Followers of this blog might not know but I actually read books beyond silly elfgame rules and the occasional comic book. However, for the longest time I actually haven’t had the chance to sit down and actually read a book. Well, about a month ago I was contacted by some people who wanted me to take part in a book tour. I read a book and write about it on my blog. Sounded like a pretty fair deal.
Then I accidentally read the entire book in the space of one night. It was that good.
The Utterly Uninteresting and Unadventurous Tales of Fred, the Vampire Accountant by Drew Hayes is an unusual suspect: like its title reveals, it’s about a vampire, called Fred, who also happens to be a vampire.

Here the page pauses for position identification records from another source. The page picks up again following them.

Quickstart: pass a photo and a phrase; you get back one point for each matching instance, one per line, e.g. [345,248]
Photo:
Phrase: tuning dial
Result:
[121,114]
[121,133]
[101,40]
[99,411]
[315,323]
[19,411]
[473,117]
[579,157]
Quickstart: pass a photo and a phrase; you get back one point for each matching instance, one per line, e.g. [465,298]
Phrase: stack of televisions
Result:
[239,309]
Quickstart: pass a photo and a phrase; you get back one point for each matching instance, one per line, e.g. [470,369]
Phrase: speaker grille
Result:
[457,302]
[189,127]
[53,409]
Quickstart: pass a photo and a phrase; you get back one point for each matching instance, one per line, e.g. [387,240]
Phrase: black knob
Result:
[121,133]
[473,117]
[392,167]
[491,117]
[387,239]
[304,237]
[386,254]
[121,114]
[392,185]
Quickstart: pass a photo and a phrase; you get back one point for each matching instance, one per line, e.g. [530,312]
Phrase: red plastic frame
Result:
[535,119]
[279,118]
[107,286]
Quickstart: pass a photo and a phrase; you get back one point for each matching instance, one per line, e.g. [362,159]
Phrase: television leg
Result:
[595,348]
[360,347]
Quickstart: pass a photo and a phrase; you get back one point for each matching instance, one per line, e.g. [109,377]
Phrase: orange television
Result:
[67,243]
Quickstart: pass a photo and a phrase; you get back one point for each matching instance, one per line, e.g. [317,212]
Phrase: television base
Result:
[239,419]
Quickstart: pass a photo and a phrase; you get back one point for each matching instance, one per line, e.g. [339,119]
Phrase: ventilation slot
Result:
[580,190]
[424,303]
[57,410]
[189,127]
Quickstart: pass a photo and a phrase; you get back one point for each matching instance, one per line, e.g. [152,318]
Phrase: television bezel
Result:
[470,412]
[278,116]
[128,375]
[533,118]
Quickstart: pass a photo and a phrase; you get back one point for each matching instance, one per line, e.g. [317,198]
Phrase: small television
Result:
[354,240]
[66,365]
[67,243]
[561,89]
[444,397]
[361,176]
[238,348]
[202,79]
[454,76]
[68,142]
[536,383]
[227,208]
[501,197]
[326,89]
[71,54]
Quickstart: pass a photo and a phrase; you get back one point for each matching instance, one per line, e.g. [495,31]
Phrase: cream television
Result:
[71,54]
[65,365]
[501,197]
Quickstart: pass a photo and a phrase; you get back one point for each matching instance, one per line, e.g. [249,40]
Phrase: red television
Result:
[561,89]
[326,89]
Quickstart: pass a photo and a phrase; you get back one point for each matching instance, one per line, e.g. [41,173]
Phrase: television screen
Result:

There is a pretty huge body of work about vampires, most of which portrays vampires as sexy dangerous predators. Well, Fred is neither sexy nor dangerous. As vampires go, he’s pretty much a kitten.
Fred is one of the most human vampire characters I’ve ever encountered in genre literature: even though he’s got super speed and super senses now, he’s still an insecure geek. The only changes to his lifestyle brough by his vampirism is the fact that he can now work through the night on accounting. And yet he somehow manages to be an amazing and likable character.
As I said, I finished this book in pretty much one sitting. It is a funny and clever little book that ribs perfectly on the excess of the modern vampire romance genre. Without going into too much detail about why I loved this book, here’s a few choice tidbits:
- One of the stories has Fred going to a vampire LARP, and being the least convincing vampire at the event.
- There’s a werepony. Even though that might sound like a lolrandom gimmick character, it’s actually pretty endearing and well-written.
- In a slight subversion of the traditional “A wizard did it” narrative, one of the stories has the conflict arising from “A wizard did it because they were very very high.”
- The book gives the reader glimpses of a secret history of the world/dark underground, but doesn’t oversell it. What little world-building there is is very subtle and effective.